Jusqu’au premier novembre, la Fondation Martin Bodmer célèbre les cinquante ans de la maison d’édition Fata Morgana, fondée en 1965 par Bruno Roy, dont le catalogue comprend des auteurs majeurs de la modernité littéraire comme Borges, Paul Valéry, Apollinaire, Michel Leiris, Roger Caillois, Henri Michaux ou Michel Butor. Rencontre avec Jacques Berchtold, directeur de la Fondation Martin Bodmer, et Patrizia Roncadi, commissaire de l’exposition Fata Morgana : regards croisés.
Qu’est-ce qui fonde la spécificité de l’entreprise éditoriale menée par Bruno Roy ?
Jacques Berchtold : Bruno Roy, à travers son travail d’éditeur, a véritablement fait œuvre de créateur. Au cœur de son entreprise éditoriale réside la volonté d’instaurer un vis-à-vis entre texte et arts visuels. Les livres qu’il a édités sont toujours le fruit d’un dialogue tensionnel entre un écrivain et un artiste. Il ne s’agit pas pour autant de textes « illustrés », terme que Bruno Roy a en horreur, car il implique la secondarité de l’image par rapport au texte. Or, un livre comme Le Rêve de l’ammonite réalisé par Michel Butor et Pierre Alechinsky s’est élaboré à partir des lithographies d’Alechinsky; le matériau premier n’était donc pas le texte. Afin d’insister sur la dimension créative du travail d’édition, je tiens à faire remarquer que sur les quelques 1506 livres publiés par Fata Morgana à ce jour, environ 1000 sont des commandes que Bruno Roy a adressées à des artistes et à des écrivains. Par ailleurs, ce dernier a joué un rôle très important dans la carrière de certains écrivains, comme Henri Michaux, l’un des auteurs les plus publiés par la maison d’édition. Le versant de l’œuvre de Michaux centré sur l’exploration de l’univers des signes avait à l’époque peu intéressé les éditions Gallimard. Bruno Roy l’a alors recueilli au sein de Fata Morgana. Le cas de Michel Butor est assez similaire : quand celui-ci s’est éloigné du roman traditionnel, Bruno Roy lui a offert la possibilité de publier certaines de ses œuvres issues de collaboration avec des artistes, lesquelles intéressaient peu les autres éditeurs. Une autre particularité du travail éditorial mené par Bruno Roy tient dans le choix du genre des textes publiés. Aucun roman ne figure dans le catalogue de Fata Morgana; le fondateur de la maison d’édition apprécie la forme brève et privilégie l’essai et la poésie.

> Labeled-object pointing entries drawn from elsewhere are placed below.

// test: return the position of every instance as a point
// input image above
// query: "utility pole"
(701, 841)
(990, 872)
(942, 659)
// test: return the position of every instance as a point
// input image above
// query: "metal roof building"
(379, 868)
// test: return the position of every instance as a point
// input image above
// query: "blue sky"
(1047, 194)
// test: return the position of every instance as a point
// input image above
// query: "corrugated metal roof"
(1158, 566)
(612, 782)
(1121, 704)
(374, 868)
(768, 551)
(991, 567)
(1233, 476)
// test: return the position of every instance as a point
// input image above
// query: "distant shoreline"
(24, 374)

En quoi la Fondation Bodmer est-elle un lieu approprié pour accueillir cette exposition ?
Jacques Berchtold : Dans les années 1970 et 1980, les directeurs de la Fondation Martin Bodmer ont acquis un certain nombre de livres publiés par Fata Morgana. La présence de la maison d’édition au sein de la Bibliothèque Bodmer a permis de justifier l’organisation de l’exposition. Par ailleurs, introduire au sein de celle-ci certaines pièces issues de la collection de la Fondation Bodmer permettait à notre avis de mettre en valeur le sens du titre de l’exposition: « Regard croisés ». En effet, si Bruno Roy fait dialoguer des œuvres d’écrivains avec des œuvres issues du champ des arts visuels, l’exposition permet de faire se rencontrer des objets conservés dans les Archives Fata Morgana avec des œuvres issues de la collection de la Fondation Bodmer. C’est notamment le cas dans la vitrine qui présente des œuvres de Paul Valéry, écrivain qui fut très cher au collectionneur Martin Bodmer et dont certains textes figurent dans le catalogue de Fata Morgana. Au sein d’une même vitrine, nous avons pu réunir le manuscrit de La Soirée avec Monsieur Teste, deux textes de l’auteur publiés chez Fata Morgana, dont les Marginalia d’Edgar Poe, édité en collaboration avec Bram van Velde, ainsi qu’un autoportrait de Paul Valéry !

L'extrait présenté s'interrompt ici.